The booster was part of the Falcon 9 rocket that lifted off from SpaceX’s Launch Complex 40 at Cape Canaveral Air Force Station in Florida in February 2015 as part of a mission to send a space-weather satellite more than a million miles from Earth.

However, after a long burn to release the satellite at a specific position in space, the booster didn’t have enough fuel to return to Earth’s atmosphere, meteorologist Eric Berger explained in Ars Technica.

Additionally, its orbit was not high enough to escape the gravity pull between Earth and the moon, leaving the booster in a “chaotic orbit.”

Bill Gray, creator of Project Pluto, which supplies astronomical software that tracks objects near Earth to amateur and professional astronomers, wrote in a blog post that he’s calculated the impact likely will occur on the far side of the moon on March 4 around 7:25 a.m.

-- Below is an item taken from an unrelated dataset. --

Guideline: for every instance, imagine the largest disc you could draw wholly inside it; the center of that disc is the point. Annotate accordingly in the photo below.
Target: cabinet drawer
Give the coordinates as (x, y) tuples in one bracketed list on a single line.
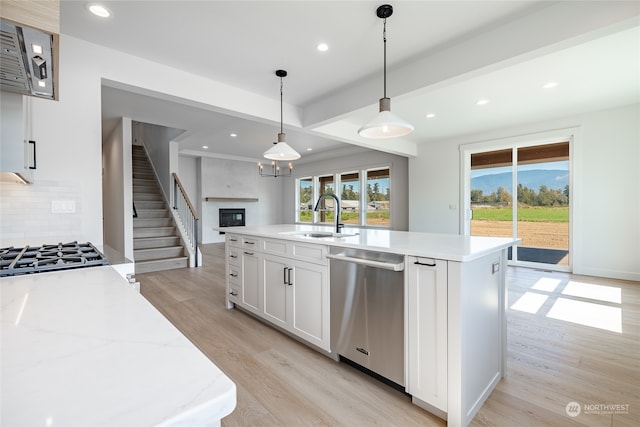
[(277, 247), (234, 293), (235, 276), (312, 253), (233, 256), (251, 243), (234, 240)]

ET.

“It’s been up there — just an inert piece of space junk — for the past seven years,” Jonathan McDowell, an astronomer working at the Harvard-Smithsonian Center for Astrophysics, told ABC News. “Because of its orbit, it keeps coming somewhat close to the moon and that changes its orbit unpredictably, and so the moon keeps tugging on it and changes it orbit.”

He explained that the “last tug” the booster got from the moon in January set it on a path that it will come back near the Earth in early February, go beyond the moon in late February and then start falling back toward it in early March, causing the crash.

It’s not clear exactly where the booster will hit because sunlight can “push” it to slightly change course, but the four-ton segment is going to crash at 5,600 mph, likely creating a crater with a diameter several feet wide.

However, McDowell, who publishes a regularspace report, said the collision is nothing to worry about.

“This is not the the first time that we’ve smashed rocket stages into the moon,” he said. “We used to do it deliberately back in the days of Project Apollo to actually do scientific experiments to basically ring the moon like a bell and look for the interior structure with seismometers — sort of an artificial earthquake if you like — and that didn’t do any damage to the moon.”

Additionally, in 2009, NASA’s LCROSS spacecraft purposely slammed into the moon to collect data about the impact.

The impending crash also should have positive implications for science — it will offer researchers a rare opportunity to study and observe how craters are formed on the moon.

“The advantage you have of smashing a rocket into the moon and creating an artificial crater, instead of letting nature throw a rock at the moon and making an actual one, is that you know exactly what you’re throwing at the moon, you know what it’s made of and how heavy it is,” McDowell said. “If you know a four-ton aluminum rocket stage makes this big a crater, then that gives you a sense of how big a rock must have made this other crater.”

He added that the new crater created by the booster may uncover material and give a better idea of the composition of that part of the moon.

SpaceX did not immediately respond to ABC News’ request for comment.